Bake until the crumble is golden and the edges of the cookies start to reveal their golden brown edges.
Allow to cool and set on the pan for several minutes before transferring to a rack to cool. I love these little gems served with vanilla ice cream, though a dusting of powdered sugar is also lovely.
Pie cookies. Until we’re good and ready to pie pie.Print
- For the Cookies:
- 1 3/4 cup almond flour
- 1 3/4 cup all-purpose flour
- 1/2 teaspoon sea salt
- 2 sticks (1 cup) unsalted butter, at room temperature
- 1/2 cup granulated sugar
- 1 teaspoon pure vanilla extract
- 1/2 cup blueberry jam
- For the Crumble Topping:
- 1/4 cup all-purpose flour
- 1/4 cup packed light brown sugar
- 1/4 cup old-fashioned oats
- 1/4 teaspoon ground cinnamon
- 1/4 teaspoon freshly grated nutmeg
- 1/4 teaspoon ground ginger
- 1/4 teaspoon salt
- 3 tablespoons cold unsalted butter, cut into cubes
- Place racks in the center and upper third of the oven and preheat oven to 350 degrees F. Line two baking sheets with parchment paper and set aside.
- First mix together the crumble topping. In a medium bowl whisk together flour, sugar, oats, spices, and salt. Add the butter and using either a fork or your fingers, work the mixture together until all of the ingredients are moistened by butter and the mixture is crumbly but well combined and moistened.

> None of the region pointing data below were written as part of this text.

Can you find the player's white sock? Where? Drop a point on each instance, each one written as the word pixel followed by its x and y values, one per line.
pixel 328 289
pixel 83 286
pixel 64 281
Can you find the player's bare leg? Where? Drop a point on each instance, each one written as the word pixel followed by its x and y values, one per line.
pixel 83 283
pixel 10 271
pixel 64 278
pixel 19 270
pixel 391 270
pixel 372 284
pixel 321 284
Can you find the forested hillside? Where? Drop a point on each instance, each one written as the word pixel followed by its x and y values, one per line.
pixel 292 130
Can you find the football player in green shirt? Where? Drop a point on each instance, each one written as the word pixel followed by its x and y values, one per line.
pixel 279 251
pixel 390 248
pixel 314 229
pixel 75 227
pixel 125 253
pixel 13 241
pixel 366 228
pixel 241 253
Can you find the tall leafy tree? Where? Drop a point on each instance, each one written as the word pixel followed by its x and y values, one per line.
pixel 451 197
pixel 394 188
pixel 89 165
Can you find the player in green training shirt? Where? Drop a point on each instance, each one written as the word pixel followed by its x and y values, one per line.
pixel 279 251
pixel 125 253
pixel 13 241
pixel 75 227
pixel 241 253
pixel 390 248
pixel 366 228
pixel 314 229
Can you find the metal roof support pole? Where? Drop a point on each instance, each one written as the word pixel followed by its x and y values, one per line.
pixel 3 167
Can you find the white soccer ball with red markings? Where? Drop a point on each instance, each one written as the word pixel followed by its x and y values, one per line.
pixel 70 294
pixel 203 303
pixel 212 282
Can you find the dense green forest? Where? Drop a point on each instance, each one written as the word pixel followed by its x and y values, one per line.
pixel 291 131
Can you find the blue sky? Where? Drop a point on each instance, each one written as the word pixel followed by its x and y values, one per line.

Set aside.
- To make the cookies, in a medium bowl whisk together almond flour, all-purpose flour, and sea salt.
- In a stand mixer fitted with a paddle attachment, or using an electric hand mixer in a large bowl beat together the softened butter and granulated sugar. Beat until the mixture is light and fluffy and pale in color – 3 to 4 minutes.
- Reduce the mixer speed to low and gradually add the flour mixture, mixing only to incorporate the dough and the dough will feel crumbly.
- Spoon the dough using a small cookie scoop onto the prepared baking sheet. I used a purple handled cookie scoop which is 3/4 ounce or just over 1 tablespoon to scoop batter into a rounded ball. Place cookies about 2 inches apart on the baking sheet.
- Gently press thumb into the center of each cookie creating a little bowl. Be sure not to press through the cookie to the bottom of the pan.
- Spoon a teaspoon or so of blueberry jam into each cookie.
- Generously sprinkle crumble topping on top of each jammed cookie.
- Bake for 15 to 16 minutes until lightly golden around the edges. Rotate the sheets from top to bottom, front to back in the oven so that the cookies bake evenly.
- Remove from the oven and allow to cool on the baking sheet for 10 minutes before removing to a wire rack too cool before eating and storing. Cookies will last up to 5 days stored in an airtight container at room temperature.